La compasión es una “pasión” que se dirige espontáneamente al sufrimiento de los otros y de la naturaleza oprimida, y nos hace verdaderamente humanos y personas al cuidado de la naturaleza de la que formamos parte. Tal actitud requiere tomar en serio el mal que padecen los demás y que hemos padecido nosotros o podemos padecerlo, y no banalizarlo. Para ser una persona compasiva no es necesario que exista un afecto previo, es suficiente que consideremos a quienes sufren como iguales a nosotros. Este es el verdadero significado de compasión como principio ético y como virtud a practicar tanto en la esfera personal como en la pública.

La compasión no puede limitarse a curar las heridas de las víctimas. Como afirma el teólogo mártir del nazismo Dietrich Bonhoeffer, “no estamos simplemente para vendar las heridas de las víctimas bajo las ruedas de la injusticia, estamos para trabar la rueda misma con la palanca de la justicia”.

A su vez, hay que ubicar la compasión en el contexto sociocultural y político concreto donde debe practicarse para no ofrecer una imagen idealizada e idealista o un discurso abstracto que se queda en las nubes y no hace pie en la historia. Es necesario, asimismo, destacar su dimensión cívico-política revolucionaria, su relación con la justicia, la solidaridad y la igualdad de género, y su traducción en un cambio personal y en una transformación estructural, huyendo así del carácter conformista y legitimador del orden establecido generador del sufrimiento eco-humano, individualista y ahistórico, en el que se la ha enclaustrado.

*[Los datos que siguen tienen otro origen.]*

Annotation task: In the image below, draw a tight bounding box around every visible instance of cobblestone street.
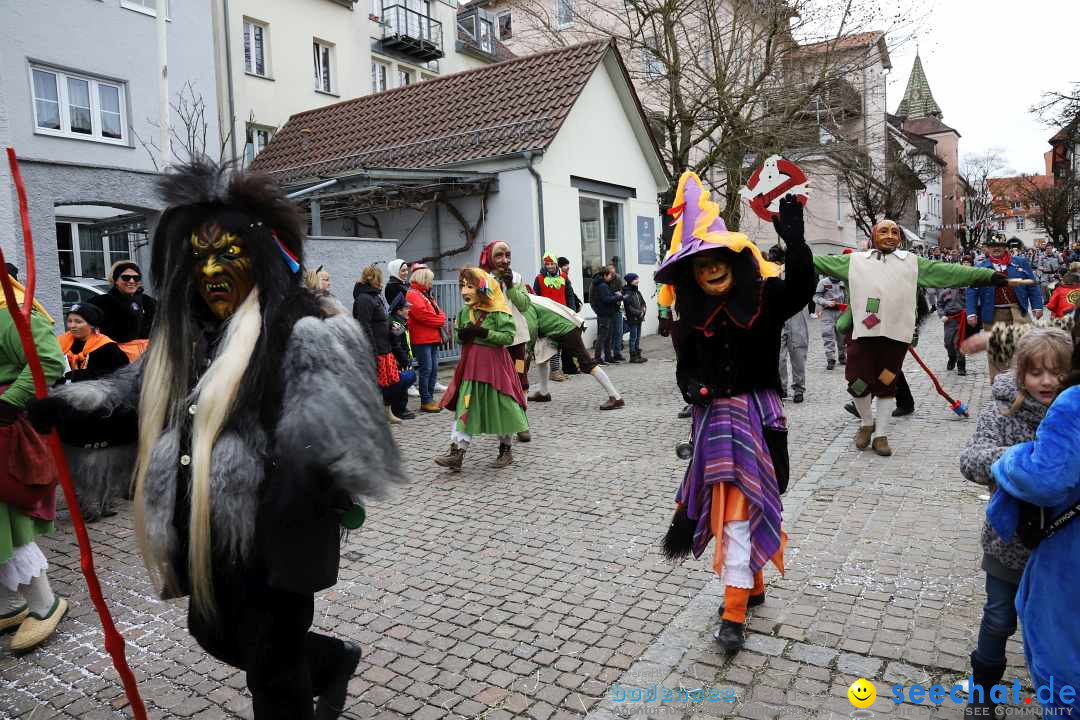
[0,321,1029,720]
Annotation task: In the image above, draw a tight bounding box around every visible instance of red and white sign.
[739,155,810,222]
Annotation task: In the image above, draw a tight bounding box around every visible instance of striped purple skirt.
[675,390,787,572]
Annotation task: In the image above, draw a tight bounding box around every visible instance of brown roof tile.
[253,40,610,182]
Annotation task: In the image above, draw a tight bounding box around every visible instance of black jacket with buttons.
[672,243,816,404]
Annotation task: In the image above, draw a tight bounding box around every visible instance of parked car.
[60,277,111,314]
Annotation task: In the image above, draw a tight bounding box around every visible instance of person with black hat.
[967,232,1043,382]
[90,260,158,363]
[57,302,137,522]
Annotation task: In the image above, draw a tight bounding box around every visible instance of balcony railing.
[382,5,444,63]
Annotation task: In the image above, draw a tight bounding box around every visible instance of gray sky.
[888,0,1080,174]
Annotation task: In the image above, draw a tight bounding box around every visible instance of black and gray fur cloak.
[44,164,404,600]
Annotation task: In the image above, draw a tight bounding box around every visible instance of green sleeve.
[0,308,64,407]
[919,257,994,287]
[477,312,517,347]
[507,283,531,313]
[813,255,851,280]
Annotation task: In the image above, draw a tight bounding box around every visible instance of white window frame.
[554,0,573,29]
[495,10,514,40]
[372,57,390,94]
[120,0,173,21]
[29,65,130,146]
[311,38,337,95]
[244,17,273,79]
[54,218,134,280]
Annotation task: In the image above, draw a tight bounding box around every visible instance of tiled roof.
[896,54,944,120]
[253,40,611,184]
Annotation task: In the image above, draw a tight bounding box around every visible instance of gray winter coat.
[960,370,1047,583]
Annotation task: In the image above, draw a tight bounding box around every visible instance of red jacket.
[405,283,446,345]
[1047,285,1080,317]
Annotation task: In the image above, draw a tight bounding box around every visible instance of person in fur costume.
[30,162,403,720]
[435,268,529,473]
[656,173,814,652]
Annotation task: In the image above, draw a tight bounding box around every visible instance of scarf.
[58,332,112,370]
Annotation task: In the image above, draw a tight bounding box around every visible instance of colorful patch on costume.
[848,378,869,397]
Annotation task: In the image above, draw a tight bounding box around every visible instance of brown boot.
[600,397,626,410]
[491,443,514,468]
[435,443,465,473]
[874,435,892,458]
[855,425,874,450]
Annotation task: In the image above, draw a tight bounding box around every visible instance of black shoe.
[713,620,744,653]
[315,642,361,720]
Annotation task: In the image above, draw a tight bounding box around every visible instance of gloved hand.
[23,396,72,435]
[0,400,22,427]
[772,194,807,246]
[458,325,487,345]
[683,380,713,407]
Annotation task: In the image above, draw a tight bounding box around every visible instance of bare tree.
[958,148,1008,250]
[494,0,919,234]
[132,81,232,172]
[1017,175,1080,248]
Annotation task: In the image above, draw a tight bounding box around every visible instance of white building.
[255,41,670,341]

Especial relevancia hay que conceder a la compasión y al amor en la esfera política, donde no son suficientes las solas normas jurídicas. Como afirma la filósofa estadounidense Martha Nussbaum, compasión y amor son el puente entre las normas de la justicia y las situaciones sociales injustas. La compasión dota a la moralidad pública de los elementos esenciales de la ética sin los cuales la cultura pública estaría vacía. Hay que hablar, por tanto, de compasión y amor políticamente eficaces y practicarlos para dotar de sentido liberador a la espiritualidad de la resistencia.